Violetta, the only non-exile of the trio, operated as a mirror between MIR cells in Santiago until she was given leave, under the cover of a European NGO, to go and campaign for her partner’s release in Argentina. After successfully getting him freed, and still under the cover of an international organization, she reintegrated the clandestine resistance in Chile and evaded detection or capture throughout the period.

Victor’s release from the camps was the result of people like him doing the work that he is doing now. Today, that work continues with a new generation of political prisoners from the 2019 Chilean uprising, who, he reminds me, “Boric has done nothing to facilitate the release of” — an utterly intolerable fact for him and others like him.

Victor and Pablo both live on housing estates on the outskirts of Paris. Victor’s was built by France’s Popular Front government in the 1930s: a nice, spacious, almost art deco building. They both have French children and grandchildren and have made their lives here as a result.

Pablo is an activist in La France Insoumise and is heavily invested in the new Nouvelle Union Populaire écologique et sociale (NUPES) coalition. Victor, less electorally inclined, has done a lot of work on police violence against the gilets jaunes and, in particular, the detention and imprisonment of protestors by the French state.

When asked where their hope lies for the future of Chile, these three will rarely say Boric. This is not to say they don’t recognize the advance his government represents. Their hope, however, like all good true revolutionaries, lies with the people.

Although the institutional infrastructure of popular power in Chile has been whittled down to virtually nil since 1973, such institutions have begun to reemerge: from trade unions and political parties to the more idiosyncratically Chilean cabildos (popular councils).

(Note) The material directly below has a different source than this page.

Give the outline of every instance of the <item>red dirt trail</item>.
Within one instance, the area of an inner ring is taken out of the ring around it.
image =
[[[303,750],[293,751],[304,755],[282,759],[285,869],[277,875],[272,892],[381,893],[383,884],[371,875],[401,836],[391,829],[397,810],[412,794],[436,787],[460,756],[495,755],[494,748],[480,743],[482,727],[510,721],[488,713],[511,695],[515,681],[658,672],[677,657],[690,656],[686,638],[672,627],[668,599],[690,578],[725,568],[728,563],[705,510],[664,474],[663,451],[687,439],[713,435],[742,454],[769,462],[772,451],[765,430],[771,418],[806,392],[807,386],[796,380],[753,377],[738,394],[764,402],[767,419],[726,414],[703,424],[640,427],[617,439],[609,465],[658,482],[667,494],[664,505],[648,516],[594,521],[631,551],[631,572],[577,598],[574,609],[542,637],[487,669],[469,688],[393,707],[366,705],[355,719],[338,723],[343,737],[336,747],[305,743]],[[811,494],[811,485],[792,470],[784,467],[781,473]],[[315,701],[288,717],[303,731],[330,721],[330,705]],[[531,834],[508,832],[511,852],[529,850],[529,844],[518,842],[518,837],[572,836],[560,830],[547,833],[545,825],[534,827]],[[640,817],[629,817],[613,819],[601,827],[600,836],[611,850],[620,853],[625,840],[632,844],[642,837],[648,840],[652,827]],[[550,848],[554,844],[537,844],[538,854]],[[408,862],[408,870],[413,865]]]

Violetta is active in her local cabildo in Santiago, where she still lives today.

For them, hope lies in the capacity of Chileans to rebuild such institutions of popular power. For without them, social transformation is simply not possible — no matter who’s in government.

Discreet Giants

It is often said that we stand on the shoulders of giants. But most of these giants are historically discreet creatures, modest and inconspicuous. We do not know their names, there are no busts of them, and they have rarely written tomes of reference.

People like Violetta, Victor, Pablo, and many, many more have held the torch in the darkest night and known the heat of the brightest day. They are people who have lived through social revolution, clandestine resistance, death squads, and exile. All have lost dear comrades to the struggle. Tortured. Murdered. Disappeared. They have witnessed their movement crushed under the boots of soldiers and scattered to the winds.

And yet they persevered.

Their sense of hope in the future is both dogmatic and profoundly lucid, seemingly transcending even the most cataclysmic defeats of the socialist movement — let alone its (few) electoral victories. They are but three of history’s many discreet giants. Their hope, which survived along with their bodies, belongs to an immovable truth: that the struggle for an idea will always continue. And so it does.